Creak—the handle of the old door turned.
****
According to what I’d heard earlier from the administration office at the institute, it would take at least a month to restore the official residence.
‘A month?’
I entered my luxurious, gorgeous, minus five-star hotel room and lit the lamp on the desk.
Then I stood quietly by one wall and looked around the cramped room.
Mold-stained wooden walls painted over with brown dye, and a single bed with two cheap outfits I’d bought in a hurry laid on top.
Does the door even lock properly here?
“Ah…”
I raised both hands and covered my tired eyes, pressing down as I closed them for a moment.
My mind went blank.
Why did everything feel like it was just getting worse?
I’d managed to salvage a few things from the collapsed residence, but I’d lost far more. Items I’d thought I might sell someday for money were gone too.
Honestly, things felt better back when the train stopped, when I met Ehit and clinked glasses with him on the ship.
‘At least in that moment, it felt like I was living a normal life.’
Chatting about trivial things with Ehit, joking around.
Not this headache-inducing relationship tied together by a destined bad connection, but just like friends.
‘Friends…’
Not calculating anything—just getting closer naturally and sharing how we felt.
‘And here I am, laying everything bare to you.’
I thought I was just spacing out, but before I knew it, I was recalling the things Ehit had said back then.
What kind of feelings had he been talking to me with that day?
Until now, I’d thought Ehit saw me only as a political marriage partner, as the Cloyden family’s fiancée. That he didn’t see me as “Dapflen,” but only as “Lady Aileta,” the lucky girl who’d claimed the fiancée position.

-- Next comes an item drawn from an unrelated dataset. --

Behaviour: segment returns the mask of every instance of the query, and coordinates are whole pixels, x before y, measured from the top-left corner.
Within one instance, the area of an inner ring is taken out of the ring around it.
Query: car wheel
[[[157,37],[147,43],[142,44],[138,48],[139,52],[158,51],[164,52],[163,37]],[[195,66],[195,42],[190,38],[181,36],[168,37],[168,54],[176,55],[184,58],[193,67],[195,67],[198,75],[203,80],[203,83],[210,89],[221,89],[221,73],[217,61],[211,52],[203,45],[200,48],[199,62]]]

Honestly, there were many times when that made me feel bitter.
But then a thought struck me. Wasn’t I also seeing Ehit only through an image I’d created myself?
That day, watching him talk about himself, I’d felt surprised.

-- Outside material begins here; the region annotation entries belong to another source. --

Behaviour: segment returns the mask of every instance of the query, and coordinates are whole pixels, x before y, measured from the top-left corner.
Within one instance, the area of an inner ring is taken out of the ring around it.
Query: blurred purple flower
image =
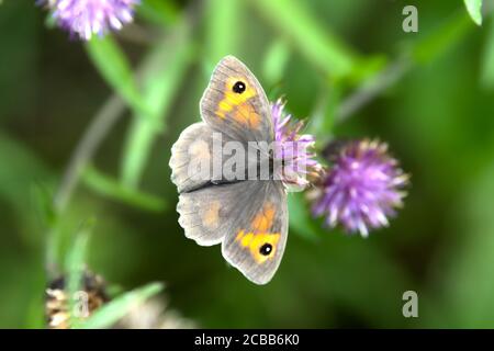
[[[310,134],[300,134],[304,123],[294,122],[291,115],[285,115],[284,102],[278,99],[271,104],[271,115],[274,127],[274,157],[281,160],[279,177],[291,191],[300,191],[310,184],[310,178],[315,178],[322,171],[322,166],[315,159],[313,151],[315,138]]]
[[[93,34],[120,30],[133,20],[139,0],[41,0],[57,23],[70,34],[89,41]]]
[[[349,141],[330,161],[314,215],[326,215],[329,226],[339,223],[347,231],[360,231],[363,237],[372,228],[388,226],[388,217],[403,204],[406,193],[402,189],[409,179],[388,155],[388,145],[368,139]]]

But it wasn’t just because I hadn’t expected him to share something personal with me.
More than that, I’d never imagined that someone always so calm and cold could make that kind of face, wear that kind of expression, while talking about himself.
Ehit Cloyden from the original story.
A cold man who wouldn’t even care if his fiancée was wiped out along with her family. Someone always rational and composed, untouched by emotional turmoil or pain.

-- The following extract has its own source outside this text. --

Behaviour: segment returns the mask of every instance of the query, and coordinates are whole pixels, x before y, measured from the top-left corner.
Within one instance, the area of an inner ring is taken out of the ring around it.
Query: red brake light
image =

Wasn’t that everything I thought Ehit was?
Staring blankly at the flickering light on the table, I shook my head.
‘I should just sleep. I’ve got a lot to do tomorrow too.’
I parted my lips slightly and let out a long, very long breath.
Then I walked over to the bed and pulled back the blanket.
“……”
Inside the blanket, a bug that looked almost like three bugs combined was waiting for me.
I quietly put the blanket back down.
“……”
Tears suddenly welled up in my eyes. Once they started, I couldn’t stop them.
“I don’t want to cry…”
But things never went the way I wanted. I was experiencing firsthand that tear ducts breaking down was a real thing.
Tears like scoops of ice cream rolled down my cheeks one after another. No matter how hard I pulled up the corners of my mouth, they kept drooping.
It was late at night, in a place with poor soundproofing. I just swallowed my sobs, breathing in hitching gasps.
Knock, knock—suddenly, there was a knock on the door.
“You have a visitor.”
It was the hotel owner’s voice.
A visitor? Who would come here?
I hurriedly wiped my tears with the back of my hand and opened the door. And the moment I saw who was standing there, something inside me completely broke.
“…Hic.”
I collapsed onto the floor and burst into loud sobs.
“Dapflen? It really is you?”
Dellers dropped down in front of me too, his face full of panic.